Cory Meyer
2009-Apr-02 20:39 UTC
[Gluster-users] Nagios monitoring of replicated volumes..
Has anyone found a decent way out there to monitor GlusterFS volumes? I'm currently using Nagios and Cacti to take care of basic CPU, Load, Memory, and raw Disk I/O. I need to monitor GlusterFS status and making sure all volumes are available.. My test environment is 6 servers with 6 AFR volumes which are each shared between those 2 servers. All volumes are mounted on each server. The checks I'm testing out so far include a simple Bash script that writes the current Unix timestamp and hostname to a file once a minute. This is done by each server on only the volumes that they store. echo "$(uname -n):$(date +%s)" > /mnt/gluster01/CHECK_FILE The Nagios NRPE daemon would then execute a Perl script on each of the clients. This script goes thorugh each of the Gluster mount points comparing the timestamps in the CHECK_FILE to the current system time alarming if the timestamp is off by more than a minute. Another test which hasn't been implimented was checking the contents of the CHECK_FILE with the data that is on the raw disk. Bash code to write timestamps and executed via cron once a minute. (write_timestamps.sh) http://glusterfs.pastebin.com/m5a220a6 Perl code to compare the timestamps which is executed on the client. (check_glusterfs_mounts.pl) http://glusterfs.pastebin.com/m2f057a77 Any ideas/questions/comments? -------------- next part -------------- An HTML attachment was scrubbed... URL: <http://supercolony.gluster.org/pipermail/gluster-users/attachments/20090402/62e2caba/attachment.html>
Stas Oskin
2009-Apr-02 21:05 UTC
[Gluster-users] Nagios monitoring of replicated volumes..
Hi. This is an interesting topic indeed. I'm planning to have each server ping it's AFR pair, and if one of them goes down, the moment it comes up, to run ls -lR on the mount. Perhaps others can share additional ideas?

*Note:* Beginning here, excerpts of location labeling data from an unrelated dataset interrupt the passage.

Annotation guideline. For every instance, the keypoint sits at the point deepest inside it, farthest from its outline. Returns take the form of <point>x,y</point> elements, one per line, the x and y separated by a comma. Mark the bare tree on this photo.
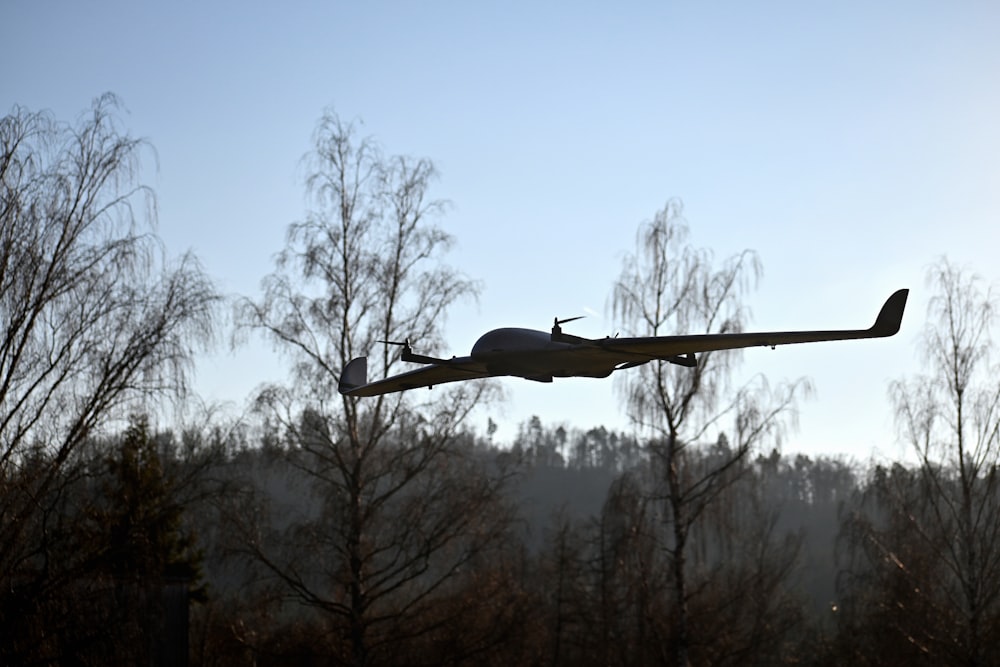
<point>669,287</point>
<point>92,317</point>
<point>405,506</point>
<point>950,416</point>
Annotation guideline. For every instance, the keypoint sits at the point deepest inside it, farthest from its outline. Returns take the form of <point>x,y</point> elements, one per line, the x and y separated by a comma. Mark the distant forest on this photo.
<point>320,529</point>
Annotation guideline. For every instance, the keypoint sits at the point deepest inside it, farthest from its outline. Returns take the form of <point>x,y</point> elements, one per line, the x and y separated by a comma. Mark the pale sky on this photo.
<point>849,143</point>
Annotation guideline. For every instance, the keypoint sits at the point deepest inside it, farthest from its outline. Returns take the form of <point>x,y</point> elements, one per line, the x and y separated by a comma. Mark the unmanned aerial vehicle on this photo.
<point>544,355</point>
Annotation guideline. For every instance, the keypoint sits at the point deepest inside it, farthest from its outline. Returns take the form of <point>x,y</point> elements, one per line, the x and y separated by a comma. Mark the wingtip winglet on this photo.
<point>891,316</point>
<point>354,375</point>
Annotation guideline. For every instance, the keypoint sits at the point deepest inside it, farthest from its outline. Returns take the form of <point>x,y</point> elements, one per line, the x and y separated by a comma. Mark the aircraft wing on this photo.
<point>354,379</point>
<point>637,350</point>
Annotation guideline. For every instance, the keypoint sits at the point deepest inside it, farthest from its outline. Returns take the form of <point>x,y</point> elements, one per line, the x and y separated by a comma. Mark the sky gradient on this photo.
<point>849,144</point>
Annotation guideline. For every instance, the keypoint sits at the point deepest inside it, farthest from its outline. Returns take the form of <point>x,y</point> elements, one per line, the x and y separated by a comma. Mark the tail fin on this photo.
<point>891,316</point>
<point>354,375</point>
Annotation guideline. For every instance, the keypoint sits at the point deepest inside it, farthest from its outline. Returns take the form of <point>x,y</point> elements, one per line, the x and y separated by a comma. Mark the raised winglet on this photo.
<point>891,316</point>
<point>355,375</point>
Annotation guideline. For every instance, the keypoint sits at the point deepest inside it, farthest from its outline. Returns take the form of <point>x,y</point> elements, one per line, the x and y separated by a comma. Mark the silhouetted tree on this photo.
<point>931,537</point>
<point>93,320</point>
<point>405,506</point>
<point>669,287</point>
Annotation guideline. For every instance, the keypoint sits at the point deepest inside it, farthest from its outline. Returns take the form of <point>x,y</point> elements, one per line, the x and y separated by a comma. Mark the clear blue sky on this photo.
<point>848,143</point>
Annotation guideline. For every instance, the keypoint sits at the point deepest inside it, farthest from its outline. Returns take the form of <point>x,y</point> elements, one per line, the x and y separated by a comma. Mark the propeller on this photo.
<point>408,355</point>
<point>557,330</point>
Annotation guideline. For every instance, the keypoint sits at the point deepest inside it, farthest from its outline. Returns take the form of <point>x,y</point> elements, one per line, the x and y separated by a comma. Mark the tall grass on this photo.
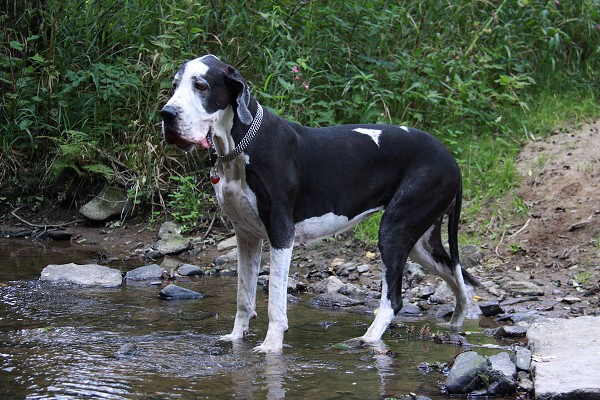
<point>81,81</point>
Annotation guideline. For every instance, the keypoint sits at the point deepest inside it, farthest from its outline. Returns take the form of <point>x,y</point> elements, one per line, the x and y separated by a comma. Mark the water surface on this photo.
<point>68,342</point>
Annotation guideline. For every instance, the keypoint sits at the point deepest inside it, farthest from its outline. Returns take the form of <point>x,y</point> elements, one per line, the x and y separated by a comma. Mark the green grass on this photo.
<point>81,82</point>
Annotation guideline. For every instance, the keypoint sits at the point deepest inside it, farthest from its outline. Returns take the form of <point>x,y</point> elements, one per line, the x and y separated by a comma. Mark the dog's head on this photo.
<point>204,90</point>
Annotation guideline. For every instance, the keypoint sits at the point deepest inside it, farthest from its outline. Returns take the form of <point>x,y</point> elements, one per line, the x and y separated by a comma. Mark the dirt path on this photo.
<point>554,242</point>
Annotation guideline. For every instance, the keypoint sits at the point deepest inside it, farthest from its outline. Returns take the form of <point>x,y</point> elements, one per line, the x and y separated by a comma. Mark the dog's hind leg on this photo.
<point>395,243</point>
<point>249,253</point>
<point>431,255</point>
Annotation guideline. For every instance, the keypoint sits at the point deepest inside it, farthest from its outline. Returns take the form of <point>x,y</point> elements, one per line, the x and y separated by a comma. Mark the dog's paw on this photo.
<point>268,349</point>
<point>230,338</point>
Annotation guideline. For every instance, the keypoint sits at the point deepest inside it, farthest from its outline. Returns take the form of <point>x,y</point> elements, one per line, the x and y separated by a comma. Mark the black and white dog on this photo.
<point>289,184</point>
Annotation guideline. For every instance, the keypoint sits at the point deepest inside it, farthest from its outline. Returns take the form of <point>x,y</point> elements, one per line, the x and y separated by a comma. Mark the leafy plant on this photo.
<point>81,81</point>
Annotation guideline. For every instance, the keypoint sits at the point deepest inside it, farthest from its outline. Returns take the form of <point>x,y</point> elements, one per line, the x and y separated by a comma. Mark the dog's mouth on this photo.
<point>173,137</point>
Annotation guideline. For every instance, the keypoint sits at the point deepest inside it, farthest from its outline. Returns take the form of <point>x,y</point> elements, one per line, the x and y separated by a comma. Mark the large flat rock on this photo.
<point>85,275</point>
<point>566,353</point>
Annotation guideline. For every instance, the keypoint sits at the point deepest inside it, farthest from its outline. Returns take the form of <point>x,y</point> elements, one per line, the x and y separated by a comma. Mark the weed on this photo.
<point>186,202</point>
<point>584,277</point>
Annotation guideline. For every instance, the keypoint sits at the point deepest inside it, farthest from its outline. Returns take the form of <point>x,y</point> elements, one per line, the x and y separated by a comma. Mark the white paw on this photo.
<point>268,348</point>
<point>230,338</point>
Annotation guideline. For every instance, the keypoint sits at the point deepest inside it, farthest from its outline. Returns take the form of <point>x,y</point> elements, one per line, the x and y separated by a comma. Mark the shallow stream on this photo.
<point>67,342</point>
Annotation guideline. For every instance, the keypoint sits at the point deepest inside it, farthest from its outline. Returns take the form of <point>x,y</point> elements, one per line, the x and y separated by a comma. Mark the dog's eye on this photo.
<point>201,86</point>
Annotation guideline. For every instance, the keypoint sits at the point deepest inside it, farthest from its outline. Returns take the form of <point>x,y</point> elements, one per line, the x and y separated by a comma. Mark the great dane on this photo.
<point>279,181</point>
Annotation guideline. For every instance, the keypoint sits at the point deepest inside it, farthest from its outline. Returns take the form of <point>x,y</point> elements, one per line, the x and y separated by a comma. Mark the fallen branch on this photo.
<point>520,230</point>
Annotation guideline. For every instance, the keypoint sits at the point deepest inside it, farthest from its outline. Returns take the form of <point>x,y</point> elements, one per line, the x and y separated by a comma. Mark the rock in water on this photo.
<point>174,292</point>
<point>465,375</point>
<point>86,274</point>
<point>152,271</point>
<point>111,202</point>
<point>189,269</point>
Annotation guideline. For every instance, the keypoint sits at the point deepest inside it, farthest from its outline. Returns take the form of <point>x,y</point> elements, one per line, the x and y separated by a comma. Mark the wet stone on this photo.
<point>127,349</point>
<point>464,376</point>
<point>470,255</point>
<point>152,271</point>
<point>523,288</point>
<point>490,308</point>
<point>174,292</point>
<point>503,372</point>
<point>331,284</point>
<point>227,244</point>
<point>333,300</point>
<point>522,358</point>
<point>189,270</point>
<point>111,202</point>
<point>82,274</point>
<point>511,331</point>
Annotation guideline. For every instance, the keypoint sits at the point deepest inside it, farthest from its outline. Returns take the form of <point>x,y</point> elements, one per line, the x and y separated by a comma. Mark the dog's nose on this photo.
<point>168,113</point>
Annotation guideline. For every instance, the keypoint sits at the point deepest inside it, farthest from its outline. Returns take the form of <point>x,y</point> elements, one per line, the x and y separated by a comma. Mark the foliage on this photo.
<point>81,81</point>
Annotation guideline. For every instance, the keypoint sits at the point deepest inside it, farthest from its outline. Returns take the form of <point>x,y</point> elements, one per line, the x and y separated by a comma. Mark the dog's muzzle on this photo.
<point>172,132</point>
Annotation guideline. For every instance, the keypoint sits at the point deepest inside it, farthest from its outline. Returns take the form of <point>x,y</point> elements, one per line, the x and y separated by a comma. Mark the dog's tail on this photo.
<point>453,220</point>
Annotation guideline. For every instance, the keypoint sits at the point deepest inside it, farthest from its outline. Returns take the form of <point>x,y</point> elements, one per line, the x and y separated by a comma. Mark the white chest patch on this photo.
<point>238,203</point>
<point>326,225</point>
<point>373,133</point>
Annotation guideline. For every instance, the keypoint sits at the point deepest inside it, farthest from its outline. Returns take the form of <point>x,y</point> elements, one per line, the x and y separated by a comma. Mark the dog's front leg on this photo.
<point>278,280</point>
<point>249,252</point>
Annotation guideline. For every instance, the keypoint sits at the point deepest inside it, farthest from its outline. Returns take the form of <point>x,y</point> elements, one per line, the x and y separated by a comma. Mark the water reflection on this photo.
<point>63,342</point>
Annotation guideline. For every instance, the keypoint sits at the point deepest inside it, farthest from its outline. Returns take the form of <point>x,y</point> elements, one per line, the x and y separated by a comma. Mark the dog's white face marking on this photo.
<point>326,225</point>
<point>373,133</point>
<point>193,120</point>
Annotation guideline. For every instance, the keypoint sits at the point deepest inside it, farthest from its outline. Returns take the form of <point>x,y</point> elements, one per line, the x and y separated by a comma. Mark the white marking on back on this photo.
<point>373,133</point>
<point>326,225</point>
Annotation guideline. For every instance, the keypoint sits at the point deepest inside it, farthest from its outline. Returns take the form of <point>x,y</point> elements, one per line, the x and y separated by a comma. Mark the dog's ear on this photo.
<point>243,95</point>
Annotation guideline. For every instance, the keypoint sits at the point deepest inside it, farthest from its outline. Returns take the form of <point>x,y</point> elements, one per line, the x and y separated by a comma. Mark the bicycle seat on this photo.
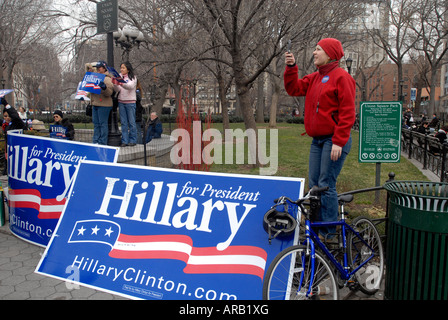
<point>345,198</point>
<point>278,223</point>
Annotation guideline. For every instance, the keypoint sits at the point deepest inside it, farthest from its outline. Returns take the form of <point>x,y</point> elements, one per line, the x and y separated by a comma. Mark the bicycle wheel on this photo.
<point>290,275</point>
<point>370,275</point>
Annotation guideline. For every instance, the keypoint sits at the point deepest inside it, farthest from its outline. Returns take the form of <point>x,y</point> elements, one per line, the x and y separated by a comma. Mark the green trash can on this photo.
<point>417,241</point>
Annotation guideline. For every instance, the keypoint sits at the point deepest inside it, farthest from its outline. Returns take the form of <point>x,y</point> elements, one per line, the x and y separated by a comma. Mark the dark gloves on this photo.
<point>102,85</point>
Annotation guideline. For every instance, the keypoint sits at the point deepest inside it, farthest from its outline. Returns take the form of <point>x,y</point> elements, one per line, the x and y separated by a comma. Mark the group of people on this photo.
<point>128,94</point>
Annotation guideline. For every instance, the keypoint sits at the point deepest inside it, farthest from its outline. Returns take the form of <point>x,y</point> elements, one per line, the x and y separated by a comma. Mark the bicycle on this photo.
<point>307,270</point>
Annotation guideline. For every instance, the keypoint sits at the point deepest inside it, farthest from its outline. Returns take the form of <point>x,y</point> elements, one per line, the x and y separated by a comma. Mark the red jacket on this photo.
<point>329,103</point>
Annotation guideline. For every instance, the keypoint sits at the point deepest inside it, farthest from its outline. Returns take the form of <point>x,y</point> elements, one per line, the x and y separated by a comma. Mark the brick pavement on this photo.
<point>18,260</point>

Regards. 2009/4/2 Cory Meyer <cory.meyer at gmail.com>> Has anyone found a decent way out there to monitor GlusterFS volumes? > I'm currently using Nagios and Cacti to take care of basic CPU, Load, > Memory, and raw Disk I/O. I need to monitor GlusterFS status and making > sure all volumes are available.. > > My test environment is 6 servers with 6 AFR volumes which are each shared > between those 2 servers. All volumes are mounted on each server. > > The checks I'm testing out so far include a simple Bash script that writes > the current Unix timestamp and hostname to a file once a minute. This is > done by each server on only the volumes that they store. > echo "$(uname -n):$(date +%s)" > /mnt/gluster01/CHECK_FILE > > The Nagios NRPE daemon would then execute a Perl script on each of the > clients. This script goes thorugh each of the Gluster mount points > comparing the timestamps in the CHECK_FILE to the current system time > alarming if the timestamp is off by more than a minute. Another test which > hasn't been implimented was checking the contents of the CHECK_FILE with > the data that is on the raw disk. > > Bash code to write timestamps and executed via cron once a minute. > (write_timestamps.sh) > http://glusterfs.pastebin.com/m5a220a6 > > Perl code to compare the timestamps which is executed on the client. > (check_glusterfs_mounts.pl) > http://glusterfs.pastebin.com/m2f057a77 > > Any ideas/questions/comments? > > > > _______________________________________________ > Gluster-users mailing list > Gluster-users at gluster.org > http://zresearch.com/cgi-bin/mailman/listinfo/gluster-users > >-------------- next part -------------- An HTML attachment was scrubbed... URL: <http://supercolony.gluster.org/pipermail/gluster-users/attachments/20090403/10ab75a3/attachment.html>
Christopher Hawkins
2009-Apr-03 12:13 UTC
[Gluster-users] Nagios monitoring of replicated volumes..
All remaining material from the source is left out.